The most extreme case of the failure of the left in the region to attempt broad reforms was that of former Peruvian President Pedro Castillo.
In December, he attempted a coup d’état, announcing the dissolution of Congress, the establishment of an “emergency government” and the call for elections for a new Legislative branch, with constituent powers, which should approve a new Magna Carta within the next month. maximum nine months. Castillo was removed and arrested on the same day.
In 2020, the Argentine Senate approved a judicial reform proposed by President Alberto Fernández that would create dozens of new federal courts, with the main objective of diluting the power of judges based on Avenida Comodoro Py, in Buenos Aires, responsible for cases of corruption.
In the capital alone, there would be 23 new federal courts. However, the project did not advance in the Chamber and lost its parliamentary status.
In addition to tax reform in Colombia, a rare recent victory for the left in this area was a reform promoted by President Andrés Manuel López Obrador that will compromise the functioning of Mexico’s electoral body, by reducing your budget and modifying your assignments. Approved by the Mexican Legislature, the measure is being challenged in the Supreme Court.
reasons
This difficulty for the Latin American left to implement its reform agenda has three main explanations.
The first is the erosion of these governments: under Boric and Fernández, Chile and Argentina face high inflation (extreme, in the case of Argentina) and economic slowdown, and Petro is criticized for his peace negotiations with the guerrillas and his son is being investigated due to a complaint that he would have received money from a drug dealer for his father’s election campaign.
The second explanation is the very content of the reform proposals, considered in many cases radical: analysts consider that these projects are being presented in a hurry (Boric has just completed a year in government, and Petro took office in August) and without taking into account divergent points of view, especially from the productive sector.

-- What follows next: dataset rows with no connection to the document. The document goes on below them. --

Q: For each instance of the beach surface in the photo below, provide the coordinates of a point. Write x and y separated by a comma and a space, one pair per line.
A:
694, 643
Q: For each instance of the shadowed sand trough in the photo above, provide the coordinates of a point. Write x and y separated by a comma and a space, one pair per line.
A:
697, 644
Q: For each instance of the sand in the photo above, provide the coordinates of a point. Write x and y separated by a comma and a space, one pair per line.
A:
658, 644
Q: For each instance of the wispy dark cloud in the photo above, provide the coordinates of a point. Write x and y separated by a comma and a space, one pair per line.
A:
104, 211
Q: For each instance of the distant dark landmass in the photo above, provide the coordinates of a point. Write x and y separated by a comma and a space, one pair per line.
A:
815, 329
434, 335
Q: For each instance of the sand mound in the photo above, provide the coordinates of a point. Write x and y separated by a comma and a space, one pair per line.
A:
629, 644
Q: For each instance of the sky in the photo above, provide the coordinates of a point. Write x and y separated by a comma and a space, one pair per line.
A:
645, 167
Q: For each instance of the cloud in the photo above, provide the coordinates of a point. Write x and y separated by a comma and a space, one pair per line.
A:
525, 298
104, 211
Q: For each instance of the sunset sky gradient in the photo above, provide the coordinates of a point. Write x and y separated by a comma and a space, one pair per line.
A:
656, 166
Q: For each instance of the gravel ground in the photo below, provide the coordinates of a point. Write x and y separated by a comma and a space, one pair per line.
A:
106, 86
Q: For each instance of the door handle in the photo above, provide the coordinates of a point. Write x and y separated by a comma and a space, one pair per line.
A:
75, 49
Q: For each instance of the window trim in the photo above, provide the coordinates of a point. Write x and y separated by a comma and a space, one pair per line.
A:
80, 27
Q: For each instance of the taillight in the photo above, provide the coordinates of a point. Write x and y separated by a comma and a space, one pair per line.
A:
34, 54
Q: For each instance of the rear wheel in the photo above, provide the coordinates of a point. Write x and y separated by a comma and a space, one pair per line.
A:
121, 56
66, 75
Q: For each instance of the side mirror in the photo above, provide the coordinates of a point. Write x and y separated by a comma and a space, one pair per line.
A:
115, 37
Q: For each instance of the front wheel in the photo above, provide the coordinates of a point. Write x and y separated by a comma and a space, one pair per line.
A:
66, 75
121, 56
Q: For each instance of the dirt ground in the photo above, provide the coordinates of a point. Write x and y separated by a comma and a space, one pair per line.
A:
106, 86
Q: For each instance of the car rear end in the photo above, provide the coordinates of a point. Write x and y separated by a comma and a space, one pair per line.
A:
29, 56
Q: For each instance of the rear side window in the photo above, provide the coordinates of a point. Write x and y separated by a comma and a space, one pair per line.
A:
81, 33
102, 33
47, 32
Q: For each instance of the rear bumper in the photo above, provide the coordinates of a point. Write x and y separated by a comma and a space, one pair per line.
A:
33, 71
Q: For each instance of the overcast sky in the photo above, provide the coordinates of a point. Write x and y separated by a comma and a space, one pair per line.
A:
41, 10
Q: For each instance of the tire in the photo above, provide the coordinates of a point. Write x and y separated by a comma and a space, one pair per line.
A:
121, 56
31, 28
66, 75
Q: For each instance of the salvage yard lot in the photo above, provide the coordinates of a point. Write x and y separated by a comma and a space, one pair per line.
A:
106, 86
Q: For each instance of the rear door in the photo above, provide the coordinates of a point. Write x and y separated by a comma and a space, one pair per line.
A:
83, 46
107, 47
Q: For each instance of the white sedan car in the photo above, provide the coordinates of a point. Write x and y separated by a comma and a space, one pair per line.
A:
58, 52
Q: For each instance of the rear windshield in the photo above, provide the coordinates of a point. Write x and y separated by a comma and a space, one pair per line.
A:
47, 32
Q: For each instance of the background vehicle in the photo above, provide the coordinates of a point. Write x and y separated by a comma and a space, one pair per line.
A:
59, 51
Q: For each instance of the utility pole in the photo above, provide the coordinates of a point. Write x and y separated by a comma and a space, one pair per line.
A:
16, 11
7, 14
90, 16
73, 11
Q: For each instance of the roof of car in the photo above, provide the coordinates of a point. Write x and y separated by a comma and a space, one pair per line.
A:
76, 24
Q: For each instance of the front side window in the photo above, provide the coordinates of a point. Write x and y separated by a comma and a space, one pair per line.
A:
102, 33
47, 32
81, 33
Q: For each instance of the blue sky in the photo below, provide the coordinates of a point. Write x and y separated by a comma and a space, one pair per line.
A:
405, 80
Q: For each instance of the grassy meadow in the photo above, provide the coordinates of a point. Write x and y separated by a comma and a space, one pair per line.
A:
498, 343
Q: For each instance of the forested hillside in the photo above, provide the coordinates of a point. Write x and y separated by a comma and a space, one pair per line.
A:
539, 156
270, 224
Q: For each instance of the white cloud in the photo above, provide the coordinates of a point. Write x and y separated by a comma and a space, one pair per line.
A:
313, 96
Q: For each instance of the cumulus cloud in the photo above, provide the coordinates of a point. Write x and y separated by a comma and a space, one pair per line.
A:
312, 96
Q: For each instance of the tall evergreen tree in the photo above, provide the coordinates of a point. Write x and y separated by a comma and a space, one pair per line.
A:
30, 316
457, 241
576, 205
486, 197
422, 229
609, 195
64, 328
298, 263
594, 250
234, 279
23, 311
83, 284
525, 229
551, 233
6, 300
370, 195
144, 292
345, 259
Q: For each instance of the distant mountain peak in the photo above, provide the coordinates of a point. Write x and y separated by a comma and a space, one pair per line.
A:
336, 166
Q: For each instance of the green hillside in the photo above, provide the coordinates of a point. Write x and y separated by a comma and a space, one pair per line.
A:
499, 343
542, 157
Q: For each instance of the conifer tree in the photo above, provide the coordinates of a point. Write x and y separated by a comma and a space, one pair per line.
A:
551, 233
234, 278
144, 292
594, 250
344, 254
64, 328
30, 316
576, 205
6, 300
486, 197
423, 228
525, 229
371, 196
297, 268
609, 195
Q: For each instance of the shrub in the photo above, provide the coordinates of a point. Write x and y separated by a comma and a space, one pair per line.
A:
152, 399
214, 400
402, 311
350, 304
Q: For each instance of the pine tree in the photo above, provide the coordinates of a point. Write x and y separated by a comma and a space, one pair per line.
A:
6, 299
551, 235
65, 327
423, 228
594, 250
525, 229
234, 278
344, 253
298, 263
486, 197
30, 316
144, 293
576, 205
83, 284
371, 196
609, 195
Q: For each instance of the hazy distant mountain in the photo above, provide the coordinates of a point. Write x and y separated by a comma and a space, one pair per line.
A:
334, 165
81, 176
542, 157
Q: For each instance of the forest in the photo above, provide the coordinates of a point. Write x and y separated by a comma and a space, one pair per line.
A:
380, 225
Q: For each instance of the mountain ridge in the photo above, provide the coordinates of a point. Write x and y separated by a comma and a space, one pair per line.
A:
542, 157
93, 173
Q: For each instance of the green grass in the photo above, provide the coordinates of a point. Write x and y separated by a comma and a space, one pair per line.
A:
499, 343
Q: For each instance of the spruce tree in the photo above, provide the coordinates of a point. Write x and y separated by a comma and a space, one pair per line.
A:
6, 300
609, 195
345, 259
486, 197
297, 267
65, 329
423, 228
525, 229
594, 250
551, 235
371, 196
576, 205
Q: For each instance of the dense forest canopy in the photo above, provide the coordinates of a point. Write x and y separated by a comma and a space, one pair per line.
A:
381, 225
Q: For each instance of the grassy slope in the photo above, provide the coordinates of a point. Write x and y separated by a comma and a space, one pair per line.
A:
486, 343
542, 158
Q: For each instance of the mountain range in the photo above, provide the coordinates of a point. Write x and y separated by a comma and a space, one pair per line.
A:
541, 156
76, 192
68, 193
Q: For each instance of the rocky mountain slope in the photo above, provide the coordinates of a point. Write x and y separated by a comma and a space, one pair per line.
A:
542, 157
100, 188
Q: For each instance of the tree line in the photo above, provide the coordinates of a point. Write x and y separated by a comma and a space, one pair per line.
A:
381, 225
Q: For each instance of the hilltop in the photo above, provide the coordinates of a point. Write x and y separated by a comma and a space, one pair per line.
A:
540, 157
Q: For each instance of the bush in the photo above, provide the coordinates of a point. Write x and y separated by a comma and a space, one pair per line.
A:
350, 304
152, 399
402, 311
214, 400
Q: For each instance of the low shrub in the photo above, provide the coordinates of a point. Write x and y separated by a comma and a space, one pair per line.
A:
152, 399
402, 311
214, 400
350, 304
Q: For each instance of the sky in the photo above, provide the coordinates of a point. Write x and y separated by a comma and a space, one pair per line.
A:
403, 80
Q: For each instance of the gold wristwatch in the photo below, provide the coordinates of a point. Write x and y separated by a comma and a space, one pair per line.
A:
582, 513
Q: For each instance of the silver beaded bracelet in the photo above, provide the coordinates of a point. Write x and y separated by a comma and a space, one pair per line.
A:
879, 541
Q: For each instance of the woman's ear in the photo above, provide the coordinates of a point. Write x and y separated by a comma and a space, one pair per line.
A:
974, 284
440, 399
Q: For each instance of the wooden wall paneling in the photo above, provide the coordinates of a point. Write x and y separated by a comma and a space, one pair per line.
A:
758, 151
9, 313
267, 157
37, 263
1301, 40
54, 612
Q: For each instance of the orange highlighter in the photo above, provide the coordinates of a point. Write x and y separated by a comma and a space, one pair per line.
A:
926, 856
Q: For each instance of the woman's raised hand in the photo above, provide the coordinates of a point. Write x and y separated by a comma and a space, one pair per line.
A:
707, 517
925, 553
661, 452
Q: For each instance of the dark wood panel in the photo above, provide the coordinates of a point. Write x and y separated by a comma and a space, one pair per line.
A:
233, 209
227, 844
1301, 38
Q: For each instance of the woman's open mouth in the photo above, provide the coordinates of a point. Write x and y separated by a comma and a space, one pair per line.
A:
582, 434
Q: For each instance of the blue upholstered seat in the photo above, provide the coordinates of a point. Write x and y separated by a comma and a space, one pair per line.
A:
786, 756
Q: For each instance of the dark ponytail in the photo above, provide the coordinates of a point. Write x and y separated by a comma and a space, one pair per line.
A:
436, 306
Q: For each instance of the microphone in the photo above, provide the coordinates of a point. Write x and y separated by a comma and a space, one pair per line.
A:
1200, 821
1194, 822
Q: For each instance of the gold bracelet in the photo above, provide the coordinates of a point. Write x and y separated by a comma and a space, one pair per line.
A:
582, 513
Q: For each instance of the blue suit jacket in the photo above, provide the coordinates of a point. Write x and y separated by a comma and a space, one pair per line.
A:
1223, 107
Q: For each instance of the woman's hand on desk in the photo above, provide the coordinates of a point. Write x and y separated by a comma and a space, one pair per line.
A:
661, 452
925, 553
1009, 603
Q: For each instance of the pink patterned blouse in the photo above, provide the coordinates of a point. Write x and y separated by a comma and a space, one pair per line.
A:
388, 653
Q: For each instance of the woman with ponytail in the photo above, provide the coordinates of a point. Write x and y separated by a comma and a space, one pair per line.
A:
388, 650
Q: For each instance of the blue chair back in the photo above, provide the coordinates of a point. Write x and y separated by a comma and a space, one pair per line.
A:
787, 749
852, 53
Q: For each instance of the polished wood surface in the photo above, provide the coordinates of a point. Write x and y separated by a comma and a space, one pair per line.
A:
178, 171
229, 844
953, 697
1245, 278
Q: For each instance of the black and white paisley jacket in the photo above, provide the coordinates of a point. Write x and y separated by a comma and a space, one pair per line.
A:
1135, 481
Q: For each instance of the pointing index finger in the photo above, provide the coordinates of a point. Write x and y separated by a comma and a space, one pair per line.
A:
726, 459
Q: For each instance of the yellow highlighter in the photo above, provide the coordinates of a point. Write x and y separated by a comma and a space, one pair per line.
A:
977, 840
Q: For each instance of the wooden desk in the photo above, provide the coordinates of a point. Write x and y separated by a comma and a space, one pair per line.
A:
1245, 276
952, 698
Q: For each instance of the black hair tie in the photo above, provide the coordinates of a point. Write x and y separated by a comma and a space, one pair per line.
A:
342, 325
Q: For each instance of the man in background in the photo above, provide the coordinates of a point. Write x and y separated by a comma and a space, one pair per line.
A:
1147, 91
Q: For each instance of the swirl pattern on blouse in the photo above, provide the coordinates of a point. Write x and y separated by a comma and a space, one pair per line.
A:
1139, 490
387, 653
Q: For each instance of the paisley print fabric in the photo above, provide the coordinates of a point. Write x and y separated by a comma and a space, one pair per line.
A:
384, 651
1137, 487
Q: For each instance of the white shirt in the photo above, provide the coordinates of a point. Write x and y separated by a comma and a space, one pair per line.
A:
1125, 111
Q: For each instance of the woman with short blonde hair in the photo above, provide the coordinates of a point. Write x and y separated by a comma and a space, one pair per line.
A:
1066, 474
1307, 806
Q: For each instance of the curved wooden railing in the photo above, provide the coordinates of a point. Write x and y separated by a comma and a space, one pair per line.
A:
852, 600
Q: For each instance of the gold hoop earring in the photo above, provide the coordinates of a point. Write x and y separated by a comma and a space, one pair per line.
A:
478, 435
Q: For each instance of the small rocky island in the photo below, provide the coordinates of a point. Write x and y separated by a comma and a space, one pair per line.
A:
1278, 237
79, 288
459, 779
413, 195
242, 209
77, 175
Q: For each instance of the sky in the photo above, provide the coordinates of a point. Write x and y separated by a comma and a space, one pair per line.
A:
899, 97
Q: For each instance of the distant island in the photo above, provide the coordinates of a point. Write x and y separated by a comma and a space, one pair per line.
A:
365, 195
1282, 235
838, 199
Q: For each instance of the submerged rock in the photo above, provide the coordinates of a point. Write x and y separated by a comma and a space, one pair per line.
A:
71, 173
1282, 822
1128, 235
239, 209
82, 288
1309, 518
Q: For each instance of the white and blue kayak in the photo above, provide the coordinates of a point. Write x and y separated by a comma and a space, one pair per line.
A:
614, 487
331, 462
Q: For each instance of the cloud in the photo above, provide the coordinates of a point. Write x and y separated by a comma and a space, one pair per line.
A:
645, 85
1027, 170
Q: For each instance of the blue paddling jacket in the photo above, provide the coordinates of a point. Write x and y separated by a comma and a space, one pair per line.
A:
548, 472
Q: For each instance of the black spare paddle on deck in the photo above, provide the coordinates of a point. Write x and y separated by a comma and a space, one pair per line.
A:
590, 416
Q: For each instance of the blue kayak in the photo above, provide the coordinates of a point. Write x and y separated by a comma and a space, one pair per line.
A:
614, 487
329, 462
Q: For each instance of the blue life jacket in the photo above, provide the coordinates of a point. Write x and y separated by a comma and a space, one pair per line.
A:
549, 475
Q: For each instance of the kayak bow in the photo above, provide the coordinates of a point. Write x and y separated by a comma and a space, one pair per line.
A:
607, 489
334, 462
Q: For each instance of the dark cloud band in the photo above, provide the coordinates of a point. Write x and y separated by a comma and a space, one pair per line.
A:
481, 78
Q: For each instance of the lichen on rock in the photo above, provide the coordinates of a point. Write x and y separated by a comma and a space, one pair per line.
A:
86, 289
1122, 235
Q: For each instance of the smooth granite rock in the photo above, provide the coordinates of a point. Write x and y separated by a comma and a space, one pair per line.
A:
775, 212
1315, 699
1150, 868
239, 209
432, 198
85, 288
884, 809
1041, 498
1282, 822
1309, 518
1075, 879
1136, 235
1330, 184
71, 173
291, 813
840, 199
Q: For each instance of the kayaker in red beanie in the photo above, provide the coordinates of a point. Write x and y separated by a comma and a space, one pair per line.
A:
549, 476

“It is a sign first and foremost of the stubbornness of the government, that it is not willing to really sit down and talk; in the Finance Commission, for a long period there was virtually no flexibility,” said conservative deputy from the Independent Democratic Union (UDI), Juan Antonio Coloma, shortly after the rejection of tax reform in Chile.
Christian Aste, president of the Tax Commission of the National Chamber of Commerce of Chile (CNC), said in an interview that a tax reform in the country would require “consensus from all sectors”.
“In our opinion, the country needs stability, especially if we want to encourage investment, which is why the rules cannot be changed every time a new government takes office,” he criticized.
In an interview with El País, Colombian economist Jorge Restrepo cited the third factor that has been preventing the left from approving its agendas: the lack of sufficient support in Parliament. “We realized that this government [Petro] has less power than previously thought. The reforms will be much less radical and fewer of them will be approved”, he projected.
In an article in the Colombian newspaper El Espectador, columnists Mauricio Cárdenas and Allison Benson Hernández warned that excessive proposals for reforms generate instability and can drive away investment.
“The avalanche of reforms has generated uncertainties that could paralyze investments in the country [Colômbia] just when they are most needed. The uncertainty has been reflected in several ways and one of them is the devaluation of the peso, much higher than the [das moedas] from other Latin American countries, including those with left-wing governments,” they wrote.
“In the context of uncertainty that the reforms have generated, the only thing that seems certain is that they generate huge fiscal risks, at a time when, in addition, the government has blocked important sectors that generate tax revenues, such as mining and energy”, highlighted Cárdenas and Hernández.